You already know the rest: nine black people dead — three men and six women. Four of the victims were clergy, including the Rev. Clementa Pinckney, pastor of Emanuel A.M.E. Church. He had served in the South Carolina state legislature since he was 22 and appeared to have a bright future in public life.
During the media frenzy that followed, the designated pundits dealt us the usual punditry: mass shootings as a uniquely American sickness (they overlook Anders Breivik’s bloody rampage in Norway), the need for gun control (too late — there are already 300 million guns in circulation!), the hateful symbolism of the Confederate battle flag (yes, it needs to be retired from public life, but it’s not all about racism), the semantics of the shooting (hate crime or terrorism? does it matter?), the too-easy insanity defense for white (but not black) criminals, and, of course, the ongoing victimization of black people by white people.
My own thoughts centered around one perplexing unexamined mystery: why do the perpetrators of mass shootings almost always turn out to be alienated young white males with limited prospects? Black men may commit more gun crimes per capita, but we rarely see them unleash pent-up furies by mowing down multiple strangers in the ghastly manner of an Adam Lanza, Jared Lee Loughner, James Holmes or the aforementioned Mr. Breivik.
I’m no believer in “white male privilege” — you’d have a hard time convincing a West Virginia coal miner that he and his boys are more privileged than a black doctor’s daughter who gets admitted to Harvard. But I’m suspecting there might be an element of perceived entitlement that drives young white men to insanity when they hit a brick wall. We expect white guys to succeed; in fact, we almost demand it of them.

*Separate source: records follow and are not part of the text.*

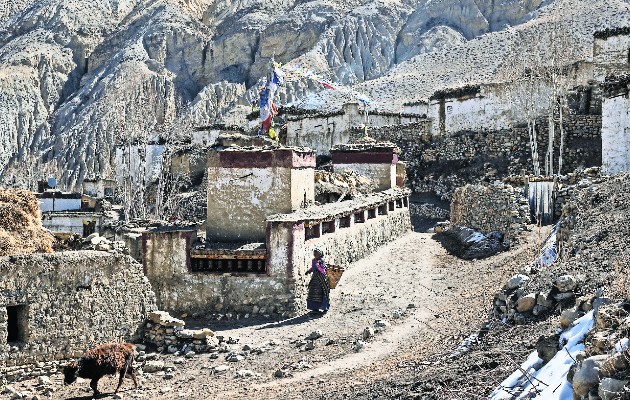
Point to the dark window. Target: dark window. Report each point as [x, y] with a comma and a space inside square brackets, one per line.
[89, 227]
[228, 265]
[312, 232]
[328, 227]
[17, 324]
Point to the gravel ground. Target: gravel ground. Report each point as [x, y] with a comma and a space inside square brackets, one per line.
[431, 301]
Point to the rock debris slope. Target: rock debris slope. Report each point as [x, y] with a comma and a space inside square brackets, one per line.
[77, 78]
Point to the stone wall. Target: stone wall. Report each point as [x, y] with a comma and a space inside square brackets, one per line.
[616, 133]
[498, 207]
[247, 185]
[280, 288]
[169, 334]
[321, 132]
[55, 306]
[337, 230]
[439, 164]
[611, 54]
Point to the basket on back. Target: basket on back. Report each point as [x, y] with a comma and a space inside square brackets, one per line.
[334, 273]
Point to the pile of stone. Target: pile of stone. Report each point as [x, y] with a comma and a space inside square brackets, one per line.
[515, 303]
[92, 242]
[602, 370]
[469, 244]
[345, 184]
[497, 207]
[169, 335]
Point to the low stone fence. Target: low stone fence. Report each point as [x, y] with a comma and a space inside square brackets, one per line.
[55, 306]
[497, 207]
[169, 335]
[265, 279]
[345, 232]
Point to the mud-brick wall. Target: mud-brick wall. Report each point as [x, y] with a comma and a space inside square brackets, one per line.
[498, 207]
[439, 164]
[345, 245]
[180, 290]
[66, 302]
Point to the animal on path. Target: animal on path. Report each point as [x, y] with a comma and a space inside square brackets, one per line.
[105, 359]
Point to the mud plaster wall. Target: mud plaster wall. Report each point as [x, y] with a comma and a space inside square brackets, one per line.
[611, 56]
[71, 301]
[383, 175]
[441, 164]
[497, 207]
[179, 290]
[345, 245]
[616, 134]
[240, 199]
[322, 133]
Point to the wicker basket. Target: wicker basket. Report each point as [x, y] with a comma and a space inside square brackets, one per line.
[334, 273]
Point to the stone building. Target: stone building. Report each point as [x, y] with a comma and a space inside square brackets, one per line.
[248, 184]
[611, 53]
[616, 125]
[54, 306]
[322, 131]
[261, 229]
[377, 161]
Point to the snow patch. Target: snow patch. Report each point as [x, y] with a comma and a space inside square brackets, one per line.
[548, 382]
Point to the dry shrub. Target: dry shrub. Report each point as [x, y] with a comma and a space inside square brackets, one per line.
[21, 230]
[22, 199]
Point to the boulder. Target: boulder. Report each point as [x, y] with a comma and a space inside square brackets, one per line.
[568, 317]
[610, 389]
[587, 375]
[545, 299]
[526, 303]
[615, 363]
[164, 319]
[565, 283]
[547, 347]
[516, 281]
[153, 366]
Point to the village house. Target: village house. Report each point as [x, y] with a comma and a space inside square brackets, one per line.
[611, 54]
[261, 228]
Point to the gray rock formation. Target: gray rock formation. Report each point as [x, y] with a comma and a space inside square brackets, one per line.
[78, 78]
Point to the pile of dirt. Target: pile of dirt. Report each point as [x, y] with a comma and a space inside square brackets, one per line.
[21, 230]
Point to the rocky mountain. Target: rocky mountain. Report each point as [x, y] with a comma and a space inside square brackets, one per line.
[78, 78]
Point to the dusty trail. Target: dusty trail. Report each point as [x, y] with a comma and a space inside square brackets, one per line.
[431, 300]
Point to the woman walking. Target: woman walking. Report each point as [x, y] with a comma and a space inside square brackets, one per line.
[318, 299]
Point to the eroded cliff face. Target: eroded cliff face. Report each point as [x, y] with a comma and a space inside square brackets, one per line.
[77, 78]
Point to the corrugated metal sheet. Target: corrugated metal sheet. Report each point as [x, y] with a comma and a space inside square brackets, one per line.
[541, 202]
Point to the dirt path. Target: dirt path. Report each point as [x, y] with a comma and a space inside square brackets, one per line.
[423, 293]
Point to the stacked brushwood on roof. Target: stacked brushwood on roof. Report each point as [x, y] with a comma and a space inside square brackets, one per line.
[21, 230]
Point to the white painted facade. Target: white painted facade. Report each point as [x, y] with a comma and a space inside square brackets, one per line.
[616, 134]
[611, 56]
[59, 204]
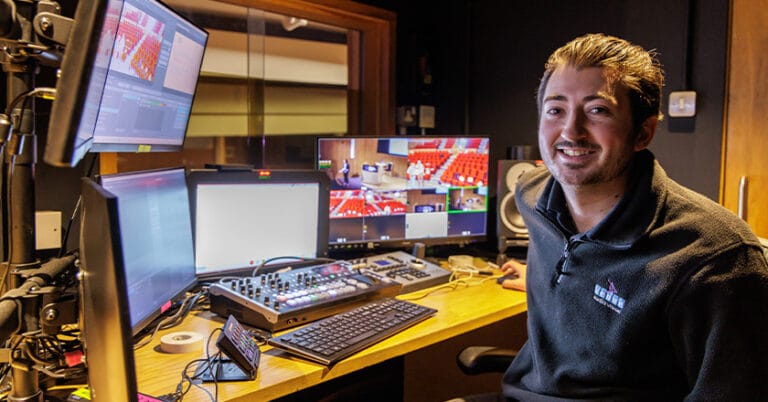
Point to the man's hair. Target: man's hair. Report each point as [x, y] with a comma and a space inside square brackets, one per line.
[636, 68]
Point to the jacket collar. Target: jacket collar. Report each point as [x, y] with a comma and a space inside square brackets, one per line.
[632, 217]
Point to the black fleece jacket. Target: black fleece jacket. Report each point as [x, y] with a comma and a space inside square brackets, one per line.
[665, 299]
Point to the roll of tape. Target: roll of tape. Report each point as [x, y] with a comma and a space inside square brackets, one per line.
[460, 261]
[181, 342]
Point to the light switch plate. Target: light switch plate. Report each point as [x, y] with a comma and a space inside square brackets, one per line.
[682, 104]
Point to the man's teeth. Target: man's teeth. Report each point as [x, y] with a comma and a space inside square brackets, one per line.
[575, 152]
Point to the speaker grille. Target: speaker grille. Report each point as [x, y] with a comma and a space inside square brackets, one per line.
[511, 228]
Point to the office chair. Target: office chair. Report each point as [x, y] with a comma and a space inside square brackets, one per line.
[474, 360]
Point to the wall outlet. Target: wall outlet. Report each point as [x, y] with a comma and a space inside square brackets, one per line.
[47, 230]
[682, 104]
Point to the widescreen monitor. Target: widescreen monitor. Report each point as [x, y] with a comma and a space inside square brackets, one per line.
[127, 81]
[402, 190]
[257, 219]
[155, 238]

So what happens to the ill-favored white male rejects and underachievers? Most them simply carry on, but a select few never recover from their beating. Thwarted, exasperated, doomed to failure (and painfully aware of it), they react by fuming at the world and finding convenient scapegoats. Think of young Hitler, a competent budding artist rejected twice by the academy in Vienna. Think of the pale young man in South Carolina — a reasonably intelligent fellow who couldn’t finish high school and purportedly watched a black guy walk off with a girl he fancied. It drives them mad.
Young black men are more accustomed to being thwarted, so they’re probably less inclined to boil inwardly and explode lethally when life doesn’t deliver for them. Nobody promised them glory in this world, and they face their fate with equanimity. Or they join gangs that promise them the thrill of power and illicit income. Either way, their minds don’t ferment slowly in their own juices.
A personal note: For the first time since the killing of Trayvon Martin generated the narrative of the innocent black male victim, I’ve begun to feel genuinely protective toward African Americans. When I heard a black protestor raise the doleful question, “Are we safe anywhere?” I immediately understood and sympathized. They’re harassed by cops, murdered regularly on their streets, and now slaughtered in the sanctuary of their church. Where can they go to feel safe in this world? How do they protect their children?
The victims in Charleston weren’t assaulting cops or resisting arrest. They were model citizens with charity in their hearts, and still they died. And when they died, their survivors didn’t take to the streets to loot and burn. They reached out to the white South Carolinians who reached out to them. Then, much like the ancient Galilean they venerate, they forgave the pale young man for his unforgivable deed.
Rick Bayan is founder-editor of The New Moderate.